Setiap manusia menginterpretasi apa yang terjadi di
lingkungannya. Persoalan ini termasuk persoalan mikro, bukan pemahaman yang
menyeluruh tentang masyarakat karena, bagi interpretivis jauh lebih sukar untuk
menguraikan masyarakat yang merupakan hasil dari interpretasi sbagai “benar”
dan “nyata”. (Jones, 2009: 28) Untuk memahami interpretasi seorang manusia atau
anak yang berkonflik dengan hukum, tentunya pendekatan yang kita gunakan yakni
pendekatan yang bersifat kualitatif, karena dalam penelitian kualitatif
beranggapan bahwa realitas yang terbangun berdasarkan pandangan subyektif
individu.
Interaksi
ABH terhadap Penghuni Rumah Tahanan
Interaksi
merupakan syarat utama terjadinya aktivitas-aktivitas sosial, atau nama lainnya
yakni proses sosial. Bentuk lain proses sosial hanya merupakan bentuk-bentuk
khusus dari interaksi sosial. Interaksi sosial merupakan hubungan-hubungan
sosial yang dinamis yang menyangkut hubungan antara orang-orang perorangan,
antara kelompok-kelompok manusia, maupun antara perorangan dengan kelompok.
(Gillin dan Gillin, 1954 dalam Soerjono Soekanto, 1982: 55)
Secara teoritis,
sekurang-kurangnya ada dua syarat bagi interaksi sosial, yaitu terjadinya
kontak sosial dan komunikasi. Terjadinya suatu kontak sosial tidaklah
semata-mata tergantung dari tindakan, tetapi juga tergantung kepada adanya
tanggapan terhadap tindakan tersebut. Sedangkan aspek terpenting dari
komunikasi adalah bila seseorang memberikan tafsiran pada sesuatu atau
perikelakuan orang lain (Suyanto dan Septi Ariadi, 2004: 16).
Interaksi antar ABH memiliki intensitas yang sering,
terutama untuk Anak berkonflik dengan hukum yang ada di blok I, karena
seluruhnya adalah anak-anak. Sedangkan untuk anak yang berkonflik dengan hukum
yang ada di blok W, atau ABH yang perempuan sekalipun satu blok, mereka
terpisah dalam dua ruangan yang berbeda, sehingga intensitas interaksi mereka
lebih sedikit jika dibandingkan dengan ABH yang laki-laki. Terdapat perbedaan
bagaimana antar ABH memperlakukan ABH lainnya. Jika pandangan mereka terhadap
ABH lainnya dapat dikatakan sejajar, maka mereka akan saling mendukung dan
memotivasi untuk tetap semangat dalam menjalankan kehidupan di rumah tahanan.
namun, jika ada ABH yang merasa dirinya lebih menguasai karena dekat dengan
orang dewasa dan tamping, interaksi yang timbul adalah interaksi yang justru
mengarah pada relasi kekuasaan, dimana anak tersebut nantinya justru akan
memperlakukan ABH lainnya sebagai objek yang dapat mereka kuasai. Begitu juga
sebaliknya, di dalam rumah tahanan juga ada anak yang justru akan bersikap
inferior, atau merasa ia ada dalam posisi yang lemah. Anak yang demikian akan
memiliki dua kecenderung memberikan tanggapan atas tindakan dari ABH lainnya.
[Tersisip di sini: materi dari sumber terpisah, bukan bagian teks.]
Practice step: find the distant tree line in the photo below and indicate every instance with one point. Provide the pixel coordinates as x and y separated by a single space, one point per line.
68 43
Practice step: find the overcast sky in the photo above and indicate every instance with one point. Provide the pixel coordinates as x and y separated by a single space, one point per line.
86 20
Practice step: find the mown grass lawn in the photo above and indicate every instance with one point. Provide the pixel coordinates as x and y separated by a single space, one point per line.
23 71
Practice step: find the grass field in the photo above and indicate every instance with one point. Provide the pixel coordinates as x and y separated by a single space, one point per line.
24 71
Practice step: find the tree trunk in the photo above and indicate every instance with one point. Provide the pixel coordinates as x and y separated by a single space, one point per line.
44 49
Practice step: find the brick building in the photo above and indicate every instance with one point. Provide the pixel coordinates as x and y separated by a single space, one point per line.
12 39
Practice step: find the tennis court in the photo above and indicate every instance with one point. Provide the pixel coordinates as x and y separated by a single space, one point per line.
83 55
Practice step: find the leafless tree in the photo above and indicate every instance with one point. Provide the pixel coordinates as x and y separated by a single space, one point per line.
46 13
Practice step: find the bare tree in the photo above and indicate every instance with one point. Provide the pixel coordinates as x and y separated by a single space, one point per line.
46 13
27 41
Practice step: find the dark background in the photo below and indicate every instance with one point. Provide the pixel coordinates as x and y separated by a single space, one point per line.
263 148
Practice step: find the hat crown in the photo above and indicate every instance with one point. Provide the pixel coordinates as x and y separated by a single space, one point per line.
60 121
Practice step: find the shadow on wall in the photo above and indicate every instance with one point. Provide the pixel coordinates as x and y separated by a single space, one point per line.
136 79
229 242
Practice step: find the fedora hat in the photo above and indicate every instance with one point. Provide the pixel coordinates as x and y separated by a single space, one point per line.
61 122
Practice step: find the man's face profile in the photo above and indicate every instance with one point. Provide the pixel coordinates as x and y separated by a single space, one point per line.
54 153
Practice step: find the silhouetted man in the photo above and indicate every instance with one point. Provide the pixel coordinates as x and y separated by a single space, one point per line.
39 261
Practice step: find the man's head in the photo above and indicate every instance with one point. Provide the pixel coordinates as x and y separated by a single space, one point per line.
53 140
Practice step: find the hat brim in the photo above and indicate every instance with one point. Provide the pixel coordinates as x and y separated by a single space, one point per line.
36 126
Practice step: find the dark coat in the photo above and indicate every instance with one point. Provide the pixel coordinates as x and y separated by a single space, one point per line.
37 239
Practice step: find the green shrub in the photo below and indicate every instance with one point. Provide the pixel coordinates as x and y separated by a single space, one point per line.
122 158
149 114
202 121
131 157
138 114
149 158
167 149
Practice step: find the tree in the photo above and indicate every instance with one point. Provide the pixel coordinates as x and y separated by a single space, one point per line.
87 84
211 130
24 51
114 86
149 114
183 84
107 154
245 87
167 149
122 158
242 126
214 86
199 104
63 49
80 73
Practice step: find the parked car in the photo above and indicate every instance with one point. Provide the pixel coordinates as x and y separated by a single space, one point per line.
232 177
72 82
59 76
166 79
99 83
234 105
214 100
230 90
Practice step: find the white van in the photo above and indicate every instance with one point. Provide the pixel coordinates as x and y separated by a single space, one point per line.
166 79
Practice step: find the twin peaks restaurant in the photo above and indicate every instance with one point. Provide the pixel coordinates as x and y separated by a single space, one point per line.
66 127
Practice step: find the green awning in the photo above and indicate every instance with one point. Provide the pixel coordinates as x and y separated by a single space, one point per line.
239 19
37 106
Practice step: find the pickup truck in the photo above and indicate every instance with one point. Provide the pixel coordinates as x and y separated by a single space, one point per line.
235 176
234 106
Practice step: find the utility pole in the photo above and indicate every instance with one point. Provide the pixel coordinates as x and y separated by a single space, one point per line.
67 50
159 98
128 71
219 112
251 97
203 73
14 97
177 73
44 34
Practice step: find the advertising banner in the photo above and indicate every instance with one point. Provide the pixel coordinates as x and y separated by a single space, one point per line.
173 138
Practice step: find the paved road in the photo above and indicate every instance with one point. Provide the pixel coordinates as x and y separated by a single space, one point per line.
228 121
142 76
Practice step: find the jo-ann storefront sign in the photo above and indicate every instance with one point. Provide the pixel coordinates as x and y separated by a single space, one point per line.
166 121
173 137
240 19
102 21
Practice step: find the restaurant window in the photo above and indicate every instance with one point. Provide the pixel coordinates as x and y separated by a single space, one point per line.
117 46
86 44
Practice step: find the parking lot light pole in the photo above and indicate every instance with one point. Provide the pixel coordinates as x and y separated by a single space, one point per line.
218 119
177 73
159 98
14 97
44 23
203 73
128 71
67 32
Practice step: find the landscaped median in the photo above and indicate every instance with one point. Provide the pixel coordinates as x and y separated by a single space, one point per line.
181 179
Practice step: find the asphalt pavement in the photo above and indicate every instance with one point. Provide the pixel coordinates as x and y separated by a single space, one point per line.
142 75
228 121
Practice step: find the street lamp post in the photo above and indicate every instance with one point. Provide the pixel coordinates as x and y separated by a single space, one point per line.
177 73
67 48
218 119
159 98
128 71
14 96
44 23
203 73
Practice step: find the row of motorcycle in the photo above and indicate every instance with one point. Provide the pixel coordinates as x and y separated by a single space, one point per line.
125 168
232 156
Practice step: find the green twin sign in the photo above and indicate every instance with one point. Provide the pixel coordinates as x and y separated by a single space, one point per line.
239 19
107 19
Ada ABH yang justru akan mengikuti apa yang dilakukan oleh pihak yang dianggap
berkuasa, namun ada juga yang justru akan memberikan sikap perlawanan terhadap
mereka yang berkuasa.
Proses
Pembentukan Konsep Diri ABH
Konsep diri yang
ada pada anak yang berkonflik dengan hukum juga terjadi melalui beberapa
tahapan yang pertama ABH tersebut mulai membayangkan reaksi orang-orang
disekitarnya yang berada dalam lembaga pemasyarakatan, setelah itu ia
menafsirkan reaksi yang diberikan oleh orang sekitarnya yang termasuk ke dalam
kelompok primer.
Salah satu
contoh anak yang terjebak oleh lingkungannya yakni NMC. Ia sebenarnya tidak
ingin mencuri kendaraan bermotor. Awalnya ia hanya diajak jalan-jalan sama
temannya, tapi ternyata teman-temannya justru melakukan tindakan pencurian.
Teman-temannya berhasil kabur, tapi NMC yang tidak tahu apa-apa justru terdiam
di lokasi hingga akhirnya berhasil ditangkap oleh masyarakat dan diserahkan ke
kepolisian. Namun, NMC tetap saja dianggap sebagai anak yang melakukan tindakan
kriminal. Orang-orang di dalam rutan, seperti petugas pun juga memperlakukan
dia sebagaimana mereka memperlakukan para pelaku tindak kriminal lainnya.
Proses labelling dari lingkungan sekitar NMC
memang tidak begitu berpengaruh terhadap
pandangan akan dirinya sendiri. Ia masih tetap optimis untuk menjalankan
cita-citanya sebagai TNI AL. hal tersebut disebabkan sosialisasi dari kelompok
primer, seperti keluarga dan teman-temannya masih berpikiran positif
terhadapnya. Dapat dikatakan bahwa konsep diri yang dimiliki oleh NMC cenderung
positif karena mengarahkan NMC untuk berperilaku lebih memikirkan tentang masa
depan.
Berbeda lagi dengan AAT, AAT menafsirkan dirinya
sebagai seorang yang kurang baik.Ia menafsirkan pandangan dari orang lain
terhadap dirinya dan teman-teman pergaulannya. Kebiasaannya minum minuman keras
yang tidak disukai oleh orang lain justru menyebabkan dia berperilaku lebih
keras. Dia justru rela masuk ke dalam penjara dengan cara menyerahkan diri
karena dia tahu dia berbuat yang tidak baik dan membiarkan teman-temannya masuk
ke dalam rutan terlebih dahulu.
Konsep
Diri ABH
Konsep diri
merupakan gambaran suatu individu terhadap dirinya sendiri.Berdasarkan hasil
wawancara terhadap beberapa anak yang berkonflik dengan hukum terdapat beberapa
perbedaan dalam menggambarkan dirinya sendiri.
Konsep diri yang
dimiliki masing-masing oleh anak yang berkonflik dengan hukum berbeda antara
yang satu dengan yang lain. berikut ini merupakan table yang menggambarkan
keadaan diri ABH berdasarkan pemikiran ABH itu sendiri yang didapatkan dari
hasil wawancara mendalam di Rumah Tahanan Klas I Surabaya, Medaeng, Sidoarjo.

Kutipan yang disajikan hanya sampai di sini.